Beginning in the 1650s, many Indigenous people who had been converted to Catholicism came to settle in the St. Lawrence Valley near the settlements of French colonists around Québec City, Trois-Rivières and Montréal. These peoples were referred to as “domiciled”, which means to treat a new region as ones permanent home.

Seven of these Indigenous villages still exist today.

French missionaries could be found in all these villages. They would even have a chapel built. The Catholic religion played an important role in community life. The French were happy to have these Indigenous villages nearby because the domiciled Indigenous people helped to protect the colony and participated in the fur trade.

The Huron-Wendat of Jeune-Lorette (Wendake)

The Huron-Wendat were the first Iroquoians to seek refuge near Québec City in 1650. They settled for good at Jeune-Lorette in 1697, where a Huron-Wendat community can still be found today.

It was in Wendake where Indigenous people had a lifestyle that most closely resembled that of the inhabitants of French origin. Many of them had abandoned the longhouse for a “Canadian” home. Their clothes were also similar to those of the inhabitants in neighbouring Québec City.

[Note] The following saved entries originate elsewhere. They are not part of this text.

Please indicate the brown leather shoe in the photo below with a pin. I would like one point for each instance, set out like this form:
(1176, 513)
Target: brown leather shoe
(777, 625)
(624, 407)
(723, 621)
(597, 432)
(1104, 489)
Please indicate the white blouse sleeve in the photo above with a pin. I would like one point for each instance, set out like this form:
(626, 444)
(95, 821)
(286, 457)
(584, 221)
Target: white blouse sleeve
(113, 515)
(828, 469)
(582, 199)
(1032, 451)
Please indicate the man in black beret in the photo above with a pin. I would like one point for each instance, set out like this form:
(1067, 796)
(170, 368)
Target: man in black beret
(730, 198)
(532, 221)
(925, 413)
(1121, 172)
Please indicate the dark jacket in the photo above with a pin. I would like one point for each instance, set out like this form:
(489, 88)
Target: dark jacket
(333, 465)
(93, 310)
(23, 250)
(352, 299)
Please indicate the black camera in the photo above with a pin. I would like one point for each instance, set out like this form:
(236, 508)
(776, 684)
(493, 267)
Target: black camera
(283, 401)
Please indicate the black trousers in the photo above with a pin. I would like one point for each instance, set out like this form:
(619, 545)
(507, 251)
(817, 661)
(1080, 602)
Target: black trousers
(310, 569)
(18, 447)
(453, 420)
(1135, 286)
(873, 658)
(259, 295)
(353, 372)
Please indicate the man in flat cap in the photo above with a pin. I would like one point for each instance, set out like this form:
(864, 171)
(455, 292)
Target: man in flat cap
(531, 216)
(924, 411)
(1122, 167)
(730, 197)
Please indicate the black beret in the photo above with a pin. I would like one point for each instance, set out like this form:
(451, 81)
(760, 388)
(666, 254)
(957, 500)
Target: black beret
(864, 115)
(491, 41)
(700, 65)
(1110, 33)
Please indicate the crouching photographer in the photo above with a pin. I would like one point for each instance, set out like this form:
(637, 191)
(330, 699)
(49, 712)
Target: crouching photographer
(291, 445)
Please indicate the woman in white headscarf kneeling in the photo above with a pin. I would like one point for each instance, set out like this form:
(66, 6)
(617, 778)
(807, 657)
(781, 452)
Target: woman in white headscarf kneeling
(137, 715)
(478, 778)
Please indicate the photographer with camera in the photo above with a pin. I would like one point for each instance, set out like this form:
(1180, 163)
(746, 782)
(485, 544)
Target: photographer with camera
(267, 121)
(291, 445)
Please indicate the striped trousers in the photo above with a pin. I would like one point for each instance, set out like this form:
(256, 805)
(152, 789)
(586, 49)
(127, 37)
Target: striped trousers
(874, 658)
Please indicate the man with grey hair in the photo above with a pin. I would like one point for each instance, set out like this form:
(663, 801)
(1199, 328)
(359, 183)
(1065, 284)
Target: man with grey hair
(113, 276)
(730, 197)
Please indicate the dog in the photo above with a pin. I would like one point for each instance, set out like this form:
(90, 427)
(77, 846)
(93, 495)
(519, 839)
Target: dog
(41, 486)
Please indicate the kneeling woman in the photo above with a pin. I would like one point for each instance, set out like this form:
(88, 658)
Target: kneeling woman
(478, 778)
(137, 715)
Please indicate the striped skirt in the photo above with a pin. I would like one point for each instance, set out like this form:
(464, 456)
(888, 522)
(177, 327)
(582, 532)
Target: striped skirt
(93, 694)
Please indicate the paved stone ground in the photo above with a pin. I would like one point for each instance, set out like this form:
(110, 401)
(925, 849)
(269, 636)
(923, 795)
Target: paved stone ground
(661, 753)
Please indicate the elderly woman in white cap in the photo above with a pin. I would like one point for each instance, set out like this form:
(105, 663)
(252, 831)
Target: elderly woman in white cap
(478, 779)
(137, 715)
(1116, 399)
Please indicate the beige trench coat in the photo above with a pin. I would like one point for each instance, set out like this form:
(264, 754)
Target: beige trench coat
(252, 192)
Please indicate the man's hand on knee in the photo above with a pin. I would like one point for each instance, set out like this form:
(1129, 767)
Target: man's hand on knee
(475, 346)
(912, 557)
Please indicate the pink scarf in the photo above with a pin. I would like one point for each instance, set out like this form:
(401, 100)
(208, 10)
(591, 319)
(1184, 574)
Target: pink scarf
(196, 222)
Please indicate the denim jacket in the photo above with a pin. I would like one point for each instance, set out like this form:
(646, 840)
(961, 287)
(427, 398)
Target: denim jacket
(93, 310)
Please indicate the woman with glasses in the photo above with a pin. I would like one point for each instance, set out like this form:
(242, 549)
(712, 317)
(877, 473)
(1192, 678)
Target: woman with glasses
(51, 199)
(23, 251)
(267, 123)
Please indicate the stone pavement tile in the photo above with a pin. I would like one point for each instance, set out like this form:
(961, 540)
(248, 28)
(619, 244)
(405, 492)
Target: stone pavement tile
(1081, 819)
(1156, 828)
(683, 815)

 Kanienʼkehá꞉ka villages: Kahnawake, Kanesatake and Akwesasne

 Kanienʼkehá꞉ka is the self-identified name of the Mohawk Nation Kanienʼkehá꞉ka are part of the Haudenosaunee, which was sometimes called the Iroquois Confederacy, the Five (now Six) Nations Confederacy, or the Iroquois.

The Haudenosaunee started arriving in the St. Lawrence Valley in the 1660s. The first village and the one that remained the largest was Kahnawake.

Around 1745, most of the homes in Haudenosaunee villages were still longhouses. In Kanesatake, however, some Canadian homes had started to appear. Following the example of the colonists, more and more Indigenous people had begun to raise domestic animals and own horses, particularly in Kahnawake.

The Iroquois of these villages remained in close contact with the Haudenosaunee to the south, who had remained on their territory and had not converted to Catholicism.

Author: Service national du Récit de l’univers social. Adaptations by LEARN.

 

Notes: 

The Tuscarora were accepted in 1722 as the Sixth Nation of the Iroquois Confederacy, or Haudenosaunee.  

The Wendat people were often called Huron by the European settlers, but now we try to use Huron-Wendat instead.